Although the present invention is disclosed with embodiments as above, it is not used to limit the present invention, and any one skilled in the art can make various changes and modifications without departing from the spirit and range of the present invention. Therefore, the contents of the present invention under protection depend on the following claims.

Claims

1. A method for updating firmware of an embedded system comprising:

receiving a firmware update instruction for updating the firmware of the embedded system by using a firmware image, wherein the embedded system comprises a memory and a storage unit, and the firmware of the embedded system is stored in the storage unit;

dividing the firmware image into a plurality of partitioned images;

obtaining a plurality of available blocks from the memory; storing the partitioned images into the available blocks;

recording information of the partitioned images stored in the available blocks into an image information table;

obtaining the partitioned images from the memory according to the image information table; and

overwriting the firmware of the embedded system by using the partitioned images obtained.

2. The method of claim 1, wherein the embedded system further comprises a processing unit, further comprising:

reactivating the processing unit before overwriting the firmware of the embedded system stored in the storage unit.

3. The method of claim 1, further comprising:

determining if the image information table exists;

obtaining the partitioned images from the memory according to the image information table when the image information table exists; and

operating the embedded system according to the firmware of the embedded system when the image information table does not exist.

4. The method of claim 1, further comprising:

obtaining a split file size of each of the partitioned images, wherein the partitioned images have the same size.

5. The method of claim 4, wherein the step of dividing the firmware image into the partitioned images comprises:

sequentially reading a plurality of sets of data at the split file size from the firmware image as the partitioned images.

6. The method of claim 1, further comprising:

removing the image information table after the step of overwriting the firmware of the embedded system stored in the storage unit by using the partitioned images obtained.

7. The method of claim 1, further comprising:

setting the storage unit to be accessible before the step of overwriting the firmware of the embedded system stored in the storage unit by using the partition images obtained.

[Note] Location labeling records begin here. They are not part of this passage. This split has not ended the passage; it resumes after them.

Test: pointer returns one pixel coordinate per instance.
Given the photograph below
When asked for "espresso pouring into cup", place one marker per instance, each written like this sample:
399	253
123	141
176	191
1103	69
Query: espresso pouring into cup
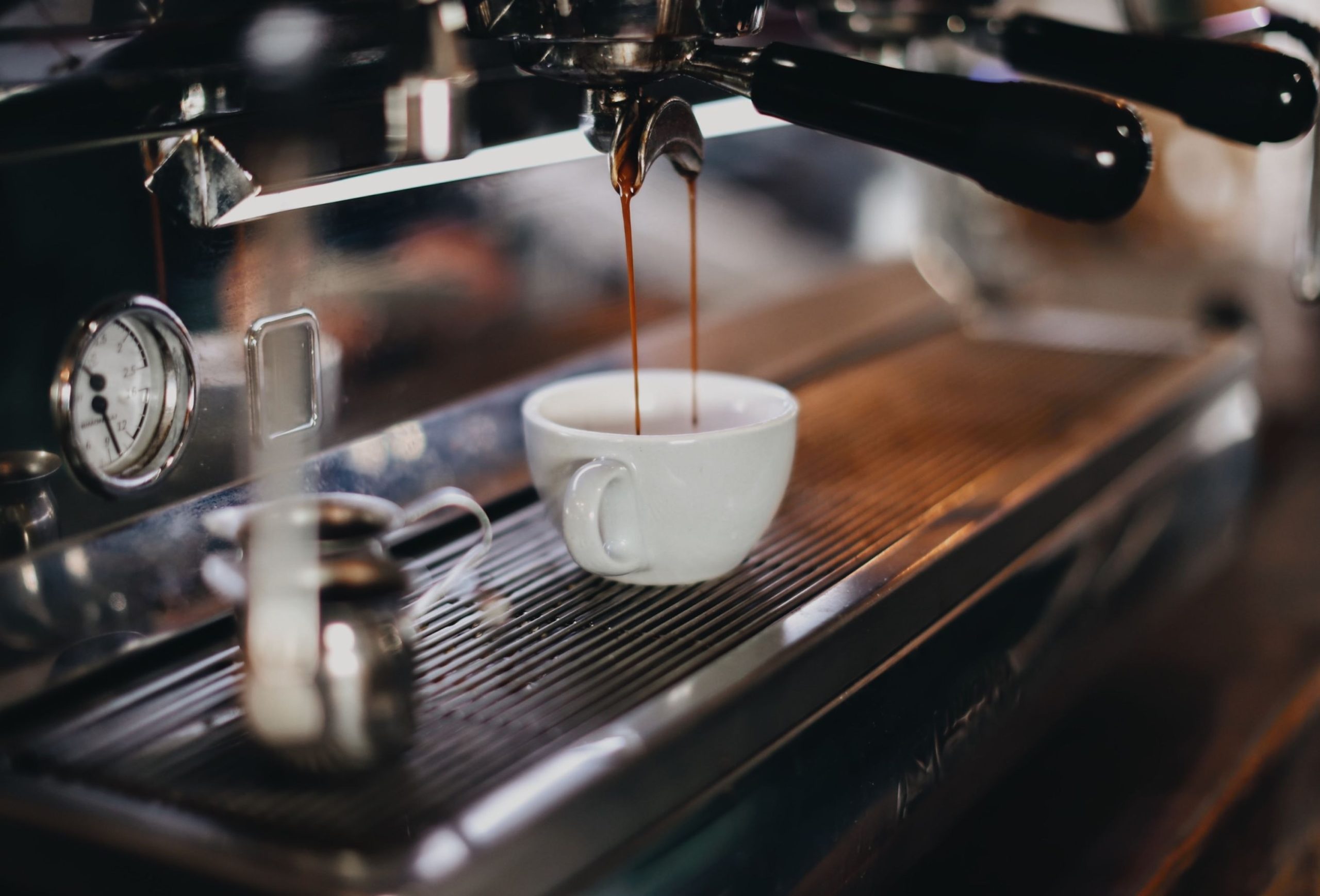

8. The method of claim 1, further comprising: setting the storage unit to be write protected after the step of overwriting the firmware of the embedded system stored in the storage unit by using the partition images obtained.

9. The method of claim 1, further comprising:

detecting if the partitioned images obtained have errors, wherein when the partitioned images obtained have no errors, the step of overwriting the firmware of the embedded system stored in the storage unit by using the partition images obtained is achieved.

10. The method of claim 9, wherein the step of detecting if the partitioned images obtained have errors is achieved by using a checksum function.